The app only took 31 days to complete, which was less than 10% of the original amount of time requested.  An additional couple of weeks were needed to iron out problems, but the app was ready to go for the 2018 State Fair. Players were very positive about it. “Overall they like it. The device is completely random,” Blankenship said.

From a staff standpoint, it is incredible. Even when players have 50 or 100 chances at the wheel, it is not a problem. They no longer have to keep track of what players won, which is largely due to the app’s front-end, which Lawson was directly responsible for. The wheel has eight slots that can be customized. The wheel is color coded and clearly links which prizes belong to the segments on the wheel. After a player is finished, the player can hand the iPad back to the lottery staff member, who can quickly see exactly what the player won.

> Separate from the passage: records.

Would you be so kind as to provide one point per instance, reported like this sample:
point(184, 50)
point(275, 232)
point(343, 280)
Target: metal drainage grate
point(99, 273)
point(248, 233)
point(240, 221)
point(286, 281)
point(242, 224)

The unintended benefit of the device is the increase in the churn of players who come to the fair booth. The spin animation only takes six seconds, which dramatically reduces the amount of time players need at the wheel. “We reported to the lottery that we generated sales over $460,000 this year at the State Fair, which is the highest on record,” Lawson said.

This huge boon for the state is in a very large part due to the entrepreneurial spirit of the West Virginia Lottery staff. A problem was seen and solved internally by thinking outside the box. Each member of the team deserves a huge round of applause for their part in the process.

Perhaps the largest round of applause should go to Lawson. It is important to emphasize that he didn’t start his career as a programmer. On his own volition, Lawson went back to school to get additional degrees in programming and data manipulation. Without hundreds of hours of training, this project might never have come about and certainly not as quickly. “Having a programmer internally was a big benefit for this project. We knew exactly what we needed and how to go about designing it,” Lawson said.

“To see a need, take an idea, run with it internally and then have such success is incredible,” Blankenship said.